From these findings, Judge Harrington found there was no basis for the court to exercise its supervisory role to vacate Judge Sweeney's award. The Legislature's "denial of a right to appeal to this court is based on the assumption that the trial judge will decide the case by applying the principles dictated by the Legislature." Morel, supra, 396 N.J. Super. at 476. We are satisfied Judge Harrington appropriately applied the legislative principles in confirming the award and therefore dismissal of this appeal is warranted.

To the extent we have not addressed Sanchez's remaining arguments, it is because we have concluded they are without sufficient merit to warrant extensive discussion in a written opinion.
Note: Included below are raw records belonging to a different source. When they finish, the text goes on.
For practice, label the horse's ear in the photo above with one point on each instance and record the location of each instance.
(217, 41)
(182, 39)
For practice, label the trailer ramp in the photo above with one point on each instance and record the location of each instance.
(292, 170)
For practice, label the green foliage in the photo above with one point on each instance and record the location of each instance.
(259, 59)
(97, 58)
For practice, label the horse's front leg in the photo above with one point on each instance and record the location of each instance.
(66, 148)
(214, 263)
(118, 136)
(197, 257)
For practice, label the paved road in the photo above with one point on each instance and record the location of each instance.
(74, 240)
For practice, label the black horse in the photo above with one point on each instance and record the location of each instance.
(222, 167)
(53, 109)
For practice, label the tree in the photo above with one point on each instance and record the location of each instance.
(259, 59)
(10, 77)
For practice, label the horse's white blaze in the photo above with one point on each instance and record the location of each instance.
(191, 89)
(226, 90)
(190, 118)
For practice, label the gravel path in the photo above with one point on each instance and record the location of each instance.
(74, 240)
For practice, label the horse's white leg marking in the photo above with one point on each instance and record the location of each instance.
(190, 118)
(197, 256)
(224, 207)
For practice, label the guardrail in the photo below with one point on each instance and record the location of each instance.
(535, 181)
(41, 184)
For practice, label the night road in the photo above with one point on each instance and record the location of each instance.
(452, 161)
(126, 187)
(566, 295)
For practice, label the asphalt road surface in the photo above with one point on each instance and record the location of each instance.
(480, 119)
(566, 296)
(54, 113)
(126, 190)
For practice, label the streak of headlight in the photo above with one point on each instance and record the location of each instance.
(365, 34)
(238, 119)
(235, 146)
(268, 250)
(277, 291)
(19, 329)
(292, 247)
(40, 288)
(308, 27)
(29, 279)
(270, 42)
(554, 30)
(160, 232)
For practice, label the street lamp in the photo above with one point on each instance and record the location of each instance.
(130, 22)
R. 2:11-3(e)(1)(E). We do, however, add the following brief comments.

Sanchez claims Judge Sweeney erred by reviewing certain materials and overlooking other evidence. He also challenges Judge Sweeney's finding that plaintiff "realized that he had been terminated on June 5 or within a day or two thereafter." Neither of these arguments were raised before Judge Harrington. We "decline to consider questions or issues not properly presented to the trial court when opportunity for such presentation is available." Nieder v. Royal Indem. Ins. Co., 62 N.J. 229, 234 (1973). Moreover, these challenges are essentially directed to the weight Judge Sweeney accorded the evidence before him and therefore implicate the judge's credibility assessments, which only he was in the best position to assess. Unkranian Nat'l Urban Renewal Corp., supra, 151 N.J. Super. at 396 (deferring to arbitrator's factual determinations).

In Point VII, Sanchez claims reversal is required because Judge Harrington failed to adhere to the terms of the OTSC issued on July 25, 2011, which required defendants to file a response by the date provided in the OTSC. We disagree.

On August 8, however, the parties agreed to consolidate Sanchez's OTSC with defendants' summary application to confirm the award. Therefore, any claim that defendants failed to file an appropriate response to the OTSC exalts form over substance concerning proceedings which Sanchez, by stipulation, agreed could be consolidated.

A

ppeal dismissed.

1 N.J.S.A. 2:24-1 to -11 has, since 2003, applied only to collective bargaining agreements or a collectively negotiated agreement. N.J.S.A. 2A:24-1.1.